Victor a fini d’uriner, traîne les pieds vers son lit. Rémi l’entend s’effondrer. Il n’aura même pas pris une douche pour se rafraîchir. Demain, il se réveillera frais et dispos, sa peau tout à fait respectable, seulement rougie par l’acidité des draps.
Ce ne sera pas aujourd’hui qu’ils pourront crever l’abcès. Il regarde l’heure, va sur le patio. La nuit semble l’accueillir en vieille habituée, lui fait un peu de place sous son grand manteau. En face, Cobra est assis sur son propre patio. Il lui envoie la main. Cobra lève sa bière en signe d’invitation. À sa droite, Émile est lui aussi sur son balcon, avec une marque de bière. Rémi le salue. Émile imite Cobra.
Rémi titube vers la piscine, se déshabille et plonge. Le choc de l’eau le surprend ; il en avale de grandes gorgées.

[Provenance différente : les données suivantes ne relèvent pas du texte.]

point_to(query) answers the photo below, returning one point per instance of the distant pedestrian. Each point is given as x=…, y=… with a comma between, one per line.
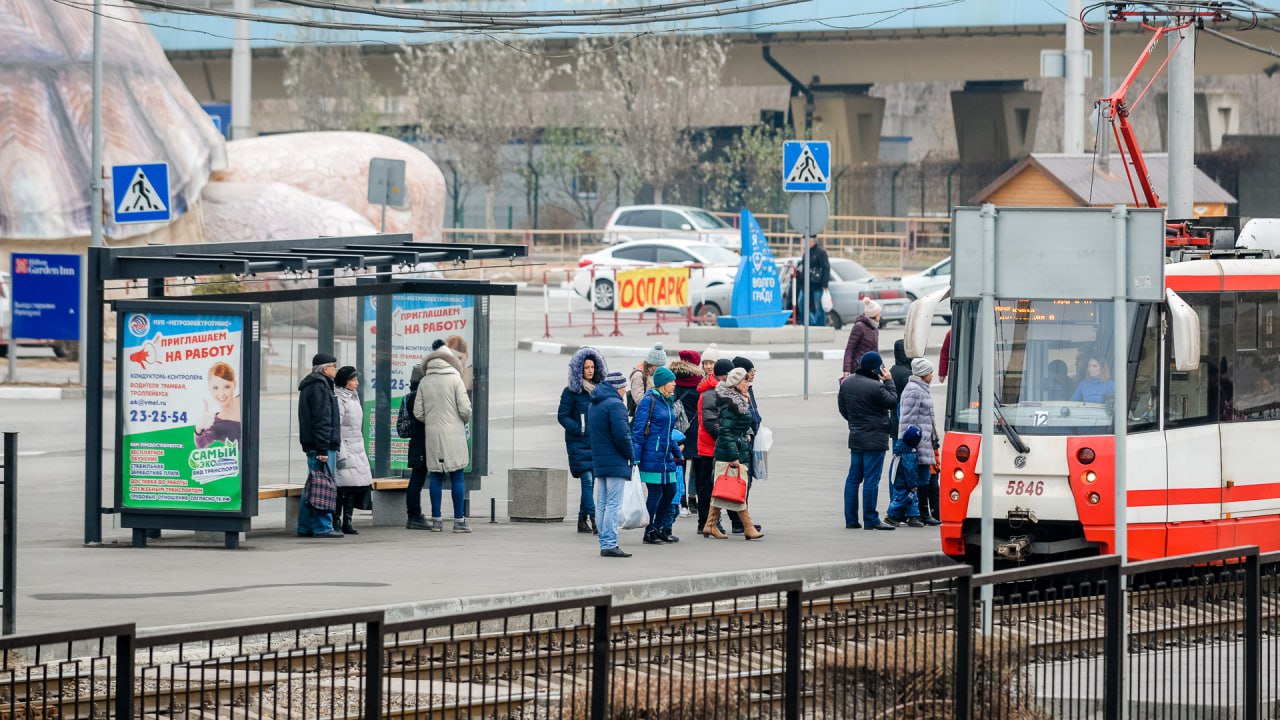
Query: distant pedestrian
x=864, y=336
x=915, y=409
x=819, y=278
x=657, y=454
x=708, y=427
x=640, y=379
x=612, y=456
x=865, y=401
x=355, y=478
x=734, y=447
x=708, y=359
x=585, y=370
x=416, y=458
x=444, y=409
x=320, y=436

Il panique, veut vomir dans l’eau. Il réussit à remonter à la surface. Les sons de la nuit paraissent soudain criards, puis reviennent à un niveau convenable.
Convenable. Il sort de l’eau, cherche une serviette qu’il aurait pu laisser autour. Elle y est, sur la chaise longue. L’idée d’aller prendre une bière avec Cobra lui effleure l’esprit. Il enlève son caleçon et enroule la serviette autour de sa taille, s’allonge sur la chaise, crache encore de l’eau chlorée.
Il entend Cobra bouger sur son balcon. Trop facile, se dit-il, trop de désirs aussi. « Sois raisonnable. » « Mais tu pourrais avoir celui-là aussi. Il n’attend que ça. » Trop facile, trop facile, trop facile. Trop de désirs encore. Il aurait aimé faire l’amour à Victor, réparer les pots cassés. Trop peu, trop tard. Trop vieux, si tard.
Cobra n’est pas loin. Où est Émile ? Rémi ne peut le voir. S’il se lève, il donnera trop de signaux contradictoires à trop de monde. Trop ? Deux personnes. Si Cobra ne pouvait que le sucer, là, et puis s’en retourner. Trop d’implications. Il sait que son voisin rôde. Rôde-t-il ? Il tend l’oreille. Le vent s’est levé. Peut-être n’est-il que trop saoul. Il se touche. L’érection est forte. Il tourne sa chaise en direction de la haie. Tentant. La haie, pour lui, devient un écran. Cobra, derrière, ne peut la franchir. Émile espionne. Rémi est protégé, si Cobra veut tenter de traverser, il s’enfuira. L’honneur est sauf ; il défait sa serviette.